When thinking about the recent turmoil, it’s important to remember three things: One, people don’t behave like migratory birds, so attempts to treat them as such inevitably look foolish. Migratory birds never suddenly shift their course in order to fit with a predetermined set of beliefs. Two, Zanzibar has spent decades being batted back and forth between colonial powers, so a mindset of peace and stability will seem foreign and strange. And three, hope is an extraordinarily powerful idea.

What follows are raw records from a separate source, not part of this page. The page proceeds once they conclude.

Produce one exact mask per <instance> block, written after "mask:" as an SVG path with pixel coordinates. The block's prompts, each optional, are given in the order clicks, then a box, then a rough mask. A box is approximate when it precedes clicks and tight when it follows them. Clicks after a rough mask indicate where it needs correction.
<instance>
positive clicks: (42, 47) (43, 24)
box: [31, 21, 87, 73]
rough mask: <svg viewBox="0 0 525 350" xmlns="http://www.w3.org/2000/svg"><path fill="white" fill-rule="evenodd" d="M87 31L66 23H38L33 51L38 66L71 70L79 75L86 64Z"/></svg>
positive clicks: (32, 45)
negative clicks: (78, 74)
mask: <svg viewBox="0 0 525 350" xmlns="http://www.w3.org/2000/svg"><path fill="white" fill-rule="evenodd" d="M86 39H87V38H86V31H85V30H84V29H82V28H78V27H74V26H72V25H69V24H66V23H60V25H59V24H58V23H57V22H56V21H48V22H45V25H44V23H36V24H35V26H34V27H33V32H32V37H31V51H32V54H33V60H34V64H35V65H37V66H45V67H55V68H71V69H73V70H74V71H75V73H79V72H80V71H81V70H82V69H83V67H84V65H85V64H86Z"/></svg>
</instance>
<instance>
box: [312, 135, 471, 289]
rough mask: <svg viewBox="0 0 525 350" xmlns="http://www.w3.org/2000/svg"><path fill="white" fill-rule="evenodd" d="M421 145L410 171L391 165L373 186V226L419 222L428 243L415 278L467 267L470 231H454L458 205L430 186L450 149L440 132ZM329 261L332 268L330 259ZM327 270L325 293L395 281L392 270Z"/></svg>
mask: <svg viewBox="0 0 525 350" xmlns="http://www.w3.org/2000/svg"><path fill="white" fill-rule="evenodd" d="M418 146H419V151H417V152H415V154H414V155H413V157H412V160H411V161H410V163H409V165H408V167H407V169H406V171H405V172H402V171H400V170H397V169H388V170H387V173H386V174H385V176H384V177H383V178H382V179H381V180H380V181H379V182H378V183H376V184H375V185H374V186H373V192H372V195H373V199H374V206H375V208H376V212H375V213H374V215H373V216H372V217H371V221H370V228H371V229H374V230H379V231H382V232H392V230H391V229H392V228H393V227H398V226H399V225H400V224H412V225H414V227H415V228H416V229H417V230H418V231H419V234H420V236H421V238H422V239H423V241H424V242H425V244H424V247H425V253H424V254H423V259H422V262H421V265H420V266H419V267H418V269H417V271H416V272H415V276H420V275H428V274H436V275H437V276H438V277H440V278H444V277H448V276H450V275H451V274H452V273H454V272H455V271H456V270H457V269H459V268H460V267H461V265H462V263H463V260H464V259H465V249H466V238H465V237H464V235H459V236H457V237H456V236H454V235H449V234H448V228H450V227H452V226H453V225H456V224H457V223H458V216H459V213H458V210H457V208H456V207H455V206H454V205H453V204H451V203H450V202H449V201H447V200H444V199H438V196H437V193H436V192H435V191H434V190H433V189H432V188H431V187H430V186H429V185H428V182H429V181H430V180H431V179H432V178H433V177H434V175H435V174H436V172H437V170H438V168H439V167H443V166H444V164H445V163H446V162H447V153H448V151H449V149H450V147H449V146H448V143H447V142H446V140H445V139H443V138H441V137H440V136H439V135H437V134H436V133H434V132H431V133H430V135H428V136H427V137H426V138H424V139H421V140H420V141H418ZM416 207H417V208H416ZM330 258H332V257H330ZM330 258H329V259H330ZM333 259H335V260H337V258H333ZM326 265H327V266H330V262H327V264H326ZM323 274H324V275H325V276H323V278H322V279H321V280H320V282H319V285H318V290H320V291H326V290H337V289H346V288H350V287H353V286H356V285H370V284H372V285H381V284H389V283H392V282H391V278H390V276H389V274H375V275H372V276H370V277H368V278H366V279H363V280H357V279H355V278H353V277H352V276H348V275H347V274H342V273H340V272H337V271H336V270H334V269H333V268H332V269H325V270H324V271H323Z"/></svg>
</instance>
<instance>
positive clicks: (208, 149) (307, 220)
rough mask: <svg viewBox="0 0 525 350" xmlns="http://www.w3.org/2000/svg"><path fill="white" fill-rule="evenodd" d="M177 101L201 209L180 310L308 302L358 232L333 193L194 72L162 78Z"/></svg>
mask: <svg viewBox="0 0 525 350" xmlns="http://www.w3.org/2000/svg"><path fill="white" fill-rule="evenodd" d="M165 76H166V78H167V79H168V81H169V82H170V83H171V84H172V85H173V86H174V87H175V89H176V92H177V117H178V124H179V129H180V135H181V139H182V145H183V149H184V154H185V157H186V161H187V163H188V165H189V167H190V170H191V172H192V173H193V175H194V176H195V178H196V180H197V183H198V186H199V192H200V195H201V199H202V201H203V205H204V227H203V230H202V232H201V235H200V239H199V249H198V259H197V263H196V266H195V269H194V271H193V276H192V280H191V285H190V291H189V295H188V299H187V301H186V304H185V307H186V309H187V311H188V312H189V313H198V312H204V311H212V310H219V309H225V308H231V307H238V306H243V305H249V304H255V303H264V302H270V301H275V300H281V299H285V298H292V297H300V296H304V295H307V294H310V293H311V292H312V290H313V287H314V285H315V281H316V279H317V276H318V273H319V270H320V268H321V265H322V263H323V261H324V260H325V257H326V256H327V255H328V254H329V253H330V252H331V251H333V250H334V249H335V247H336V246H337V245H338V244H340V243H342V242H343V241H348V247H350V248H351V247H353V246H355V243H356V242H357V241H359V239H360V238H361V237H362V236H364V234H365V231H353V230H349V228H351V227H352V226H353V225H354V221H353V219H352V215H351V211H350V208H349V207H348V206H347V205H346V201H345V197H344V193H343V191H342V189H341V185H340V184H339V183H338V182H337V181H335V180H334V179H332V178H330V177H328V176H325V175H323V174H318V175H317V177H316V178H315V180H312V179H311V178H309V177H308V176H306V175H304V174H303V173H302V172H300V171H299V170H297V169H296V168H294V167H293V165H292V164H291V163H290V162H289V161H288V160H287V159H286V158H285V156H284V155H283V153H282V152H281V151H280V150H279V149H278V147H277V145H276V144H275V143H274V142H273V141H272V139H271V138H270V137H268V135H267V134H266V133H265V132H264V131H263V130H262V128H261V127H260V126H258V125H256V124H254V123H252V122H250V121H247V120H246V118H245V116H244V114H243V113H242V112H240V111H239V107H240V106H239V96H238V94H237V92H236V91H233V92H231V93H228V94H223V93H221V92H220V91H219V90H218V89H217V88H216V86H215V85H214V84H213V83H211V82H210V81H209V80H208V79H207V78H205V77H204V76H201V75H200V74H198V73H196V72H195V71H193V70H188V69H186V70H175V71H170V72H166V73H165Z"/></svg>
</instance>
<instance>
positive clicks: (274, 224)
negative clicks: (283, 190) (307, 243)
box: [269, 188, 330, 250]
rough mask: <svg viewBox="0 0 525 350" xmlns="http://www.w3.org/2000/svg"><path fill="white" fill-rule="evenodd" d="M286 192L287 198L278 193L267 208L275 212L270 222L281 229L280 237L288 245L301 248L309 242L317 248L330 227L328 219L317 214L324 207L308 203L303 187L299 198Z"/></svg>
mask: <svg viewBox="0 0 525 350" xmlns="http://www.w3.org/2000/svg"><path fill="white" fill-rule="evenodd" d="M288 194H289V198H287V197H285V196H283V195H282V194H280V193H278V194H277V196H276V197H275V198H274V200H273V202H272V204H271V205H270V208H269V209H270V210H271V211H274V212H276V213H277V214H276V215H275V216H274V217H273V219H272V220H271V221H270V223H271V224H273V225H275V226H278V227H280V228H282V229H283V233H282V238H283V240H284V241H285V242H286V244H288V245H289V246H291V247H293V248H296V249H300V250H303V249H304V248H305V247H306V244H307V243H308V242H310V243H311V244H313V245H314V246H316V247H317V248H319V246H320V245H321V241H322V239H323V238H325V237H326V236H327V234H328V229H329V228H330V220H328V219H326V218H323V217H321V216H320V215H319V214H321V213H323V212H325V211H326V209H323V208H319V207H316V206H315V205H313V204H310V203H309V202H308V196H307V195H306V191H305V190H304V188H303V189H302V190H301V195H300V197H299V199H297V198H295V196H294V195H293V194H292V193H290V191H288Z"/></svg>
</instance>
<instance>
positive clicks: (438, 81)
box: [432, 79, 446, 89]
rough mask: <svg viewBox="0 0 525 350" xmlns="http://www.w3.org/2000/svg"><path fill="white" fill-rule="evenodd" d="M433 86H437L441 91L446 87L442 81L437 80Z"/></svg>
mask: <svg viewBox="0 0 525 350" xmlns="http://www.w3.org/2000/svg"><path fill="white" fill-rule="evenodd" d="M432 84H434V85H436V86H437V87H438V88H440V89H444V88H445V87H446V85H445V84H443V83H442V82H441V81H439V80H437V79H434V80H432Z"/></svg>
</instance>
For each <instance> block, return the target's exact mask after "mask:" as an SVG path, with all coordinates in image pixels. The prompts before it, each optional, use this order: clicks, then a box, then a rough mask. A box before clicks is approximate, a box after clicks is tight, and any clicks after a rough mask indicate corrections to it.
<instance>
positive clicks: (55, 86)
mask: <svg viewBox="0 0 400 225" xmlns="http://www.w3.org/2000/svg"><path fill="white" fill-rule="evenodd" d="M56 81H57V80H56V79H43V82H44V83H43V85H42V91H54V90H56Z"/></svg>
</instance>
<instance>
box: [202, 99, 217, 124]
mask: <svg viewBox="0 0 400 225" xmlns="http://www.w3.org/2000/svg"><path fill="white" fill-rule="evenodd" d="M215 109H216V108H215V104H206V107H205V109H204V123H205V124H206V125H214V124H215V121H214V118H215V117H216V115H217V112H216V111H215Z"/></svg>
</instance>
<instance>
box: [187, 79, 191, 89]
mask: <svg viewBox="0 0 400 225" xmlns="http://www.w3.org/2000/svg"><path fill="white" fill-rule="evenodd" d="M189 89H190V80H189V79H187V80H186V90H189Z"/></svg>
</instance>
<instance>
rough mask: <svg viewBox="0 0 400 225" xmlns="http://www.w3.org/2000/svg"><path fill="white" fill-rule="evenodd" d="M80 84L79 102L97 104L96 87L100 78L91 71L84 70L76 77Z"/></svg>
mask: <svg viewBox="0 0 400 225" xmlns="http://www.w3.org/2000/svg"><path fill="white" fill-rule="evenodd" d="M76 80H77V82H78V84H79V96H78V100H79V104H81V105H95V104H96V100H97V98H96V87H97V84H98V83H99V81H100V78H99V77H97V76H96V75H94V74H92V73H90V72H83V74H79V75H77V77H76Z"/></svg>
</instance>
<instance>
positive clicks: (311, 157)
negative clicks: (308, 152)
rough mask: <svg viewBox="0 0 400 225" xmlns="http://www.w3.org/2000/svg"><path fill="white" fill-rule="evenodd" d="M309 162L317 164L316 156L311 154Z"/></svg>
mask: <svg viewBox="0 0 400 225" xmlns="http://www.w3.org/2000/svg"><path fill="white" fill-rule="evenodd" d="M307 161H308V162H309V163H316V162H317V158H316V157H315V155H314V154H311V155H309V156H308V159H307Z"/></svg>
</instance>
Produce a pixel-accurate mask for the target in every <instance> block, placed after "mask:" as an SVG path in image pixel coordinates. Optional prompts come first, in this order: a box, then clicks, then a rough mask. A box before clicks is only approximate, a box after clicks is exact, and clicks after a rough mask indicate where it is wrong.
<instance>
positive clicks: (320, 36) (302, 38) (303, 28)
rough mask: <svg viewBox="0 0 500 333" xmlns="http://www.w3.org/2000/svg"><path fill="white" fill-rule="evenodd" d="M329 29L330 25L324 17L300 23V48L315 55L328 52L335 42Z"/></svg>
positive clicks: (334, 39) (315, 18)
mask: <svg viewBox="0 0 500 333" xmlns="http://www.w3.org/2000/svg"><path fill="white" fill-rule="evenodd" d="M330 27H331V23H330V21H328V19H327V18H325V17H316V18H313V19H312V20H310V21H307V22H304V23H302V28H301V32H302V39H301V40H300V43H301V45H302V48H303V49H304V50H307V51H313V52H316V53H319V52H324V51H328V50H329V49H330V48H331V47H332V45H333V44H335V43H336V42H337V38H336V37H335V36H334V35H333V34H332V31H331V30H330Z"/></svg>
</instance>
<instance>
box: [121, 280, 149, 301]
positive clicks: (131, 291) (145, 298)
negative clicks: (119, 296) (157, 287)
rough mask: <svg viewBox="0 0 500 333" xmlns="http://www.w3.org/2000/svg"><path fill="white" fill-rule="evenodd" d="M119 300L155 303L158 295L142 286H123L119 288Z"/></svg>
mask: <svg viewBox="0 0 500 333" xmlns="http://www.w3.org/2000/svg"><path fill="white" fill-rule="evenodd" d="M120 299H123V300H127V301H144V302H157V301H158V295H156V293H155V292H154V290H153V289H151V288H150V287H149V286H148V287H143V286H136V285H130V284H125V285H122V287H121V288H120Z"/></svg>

When I was in Zanzibar last August I was amazed by the level of Westernization for such a closed society, and that tells me two things. It tells me that the citizens of Zanzibar have no shortage of potential entrepreneurs, and that is a good beginning to grow from. Second, it tells me that people in Zanzibar are just like people anywhere else on this great globe of ours.
So what should we do about the chaos in Zanzibar? Well, it’s easier to start with what we should not do. We should not ignore the problem and pretend it will go away. Beyond that, we need to be careful to nurture these first inklings of a moderate, modern society. The opportunity is there, but I worry that the path to moderation is so strewn with obstacles that Zanzibar will have to move down it very slowly.
Speaking with a local farmer on the last day of my recent visit, I asked him if there was any message that he wanted me to carry back home with me. He pondered for a second, and then smiled and said, “Makuk yakuk sakuk,” which is a local saying that means roughly, “Every branch of the tree casts its own shadow.”
I don’t know what Zanzibar will be like a few years from now, but I do know that it will remain true to its cultural heritage, even if it looks very different from the country we see now. I know this because, through all the disorder, the people still haven’t lost sight of their dreams.